JCU’s Dr. Katie Chartrand says climate-related disturbances are increasing and the windows for reefs to recover are getting shorter and shorter.

“By using the Great Barrier Reef’s most reproductive time of year – the annual synchronized spawning – we have the potential to significantly boost reef recovery at targeted reef sites,” she said.

“Key to this project is that it’s being delivered with traditional custodians who hold a wealth of knowledge about their local reefs while the research team provides the scientific tools to train those involved.

“This project has been an opportunity to work hand in hand with two local Traditional Owner groups. Sharing our knowledge on spawning and larval rearing is building local capacity to drive conservation outcomes for First Nations peoples across the Great Barrier Reef in the future.”

The team will release 30 million larvae in the project over the next 3 years and build capacity within the community and The Reef Cooperative.

“The transfer of coral larvae from Gunggandji Sea Country to Yirrganydji Sea Country for settling on Hastings Reef is an important opportunity to engage Traditional Owner groups and tell our story about the Great Barrier Reef. Through The Reef Cooperative, we can focus on the Aboriginal cultural heritage dimensions of the Great Barrier Reef, which have not historically been known or told across Australia and the world,” Gavin Singleton, Dawul Wuru Aboriginal Corporation.

These larvae will increase coral coverage over more than 200 square meters of strategically selected degraded reef. The baby corals will have lots of natural predators, but at least 15,000 of them should survive to maturity.

”It’s a privilege to work on this project in collaboration with Traditional Owners. It’s also exciting to be trialling new methods to increase the coverage of high-density larval delivery,” said Dr. Kerry Cameron, Reef Recruits.

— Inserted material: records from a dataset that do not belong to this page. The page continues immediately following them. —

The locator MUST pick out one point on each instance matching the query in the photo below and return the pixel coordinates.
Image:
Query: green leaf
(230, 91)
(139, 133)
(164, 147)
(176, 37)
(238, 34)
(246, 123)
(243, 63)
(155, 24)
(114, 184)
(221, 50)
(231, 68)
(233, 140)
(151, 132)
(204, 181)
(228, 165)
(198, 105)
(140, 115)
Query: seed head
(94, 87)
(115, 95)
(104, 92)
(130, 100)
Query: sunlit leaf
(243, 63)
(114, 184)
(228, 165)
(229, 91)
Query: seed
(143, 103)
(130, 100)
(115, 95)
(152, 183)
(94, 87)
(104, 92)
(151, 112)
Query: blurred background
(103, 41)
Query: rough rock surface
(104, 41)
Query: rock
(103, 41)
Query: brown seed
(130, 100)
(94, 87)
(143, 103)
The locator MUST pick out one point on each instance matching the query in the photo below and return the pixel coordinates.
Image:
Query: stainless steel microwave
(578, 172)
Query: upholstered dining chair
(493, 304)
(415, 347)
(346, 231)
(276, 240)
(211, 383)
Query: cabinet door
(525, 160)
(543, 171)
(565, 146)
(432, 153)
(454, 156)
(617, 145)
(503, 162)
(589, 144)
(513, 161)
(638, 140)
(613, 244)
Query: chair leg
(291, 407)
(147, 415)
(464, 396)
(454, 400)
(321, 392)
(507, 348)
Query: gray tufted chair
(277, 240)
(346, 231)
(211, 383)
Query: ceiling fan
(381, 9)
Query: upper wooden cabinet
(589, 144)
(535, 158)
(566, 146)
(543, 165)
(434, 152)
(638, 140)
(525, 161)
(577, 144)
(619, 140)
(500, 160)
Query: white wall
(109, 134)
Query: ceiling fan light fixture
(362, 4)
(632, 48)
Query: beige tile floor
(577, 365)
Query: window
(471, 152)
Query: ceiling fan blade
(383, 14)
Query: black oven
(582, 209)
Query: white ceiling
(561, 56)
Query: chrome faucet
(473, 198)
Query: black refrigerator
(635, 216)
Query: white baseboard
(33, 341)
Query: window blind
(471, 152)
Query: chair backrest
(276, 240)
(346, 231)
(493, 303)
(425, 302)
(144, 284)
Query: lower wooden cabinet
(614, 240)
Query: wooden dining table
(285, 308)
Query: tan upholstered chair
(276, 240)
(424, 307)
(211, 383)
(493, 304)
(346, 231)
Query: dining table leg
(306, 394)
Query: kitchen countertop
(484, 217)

This project spans two different sea countries, which is only possible thanks to the support and collaboration of the Gunggandji and Yirrganydji people. Gunggandji Elders say Moore Reef has long been known to them as a source reef and they have a strong spiritual connection with it.

“The fusion of Traditional Owner Ecological Knowledge with modern science for the whole world to see and be part of is what the mutually beneficial partnership of the Reef Cooperative is all about, and provides hope for the World Heritage Great Barrier Reef for generations to come,” said Eric Fisher, GBR Biology.

Tim Diamond, GM of Cotton On Foundation says, “Through our partnership with Citizens of the Great Barrier Reef, we are proud to be the founding funders of The Reef Cooperative and supporting the important cultural and conservation milestones for Hastings Reef on Yirrganydji Sea Country. The Reef Cooperative is a unique conservation model in action, driven by innovation and knowledge sharing between Traditional Owners, scientists, and conservationists that can help protect and conserve the Great Barrier Reef. We’re looking forward to mobilising our customers and supporters in reef conservation over the next three years of The Reef Cooperative journey.”

Yirrganydji rangers have supported the fieldwork to prepare the delivery site at Hastings Reef, and rangers from both groups will help with the collection of coral spawn and raising of the larvae.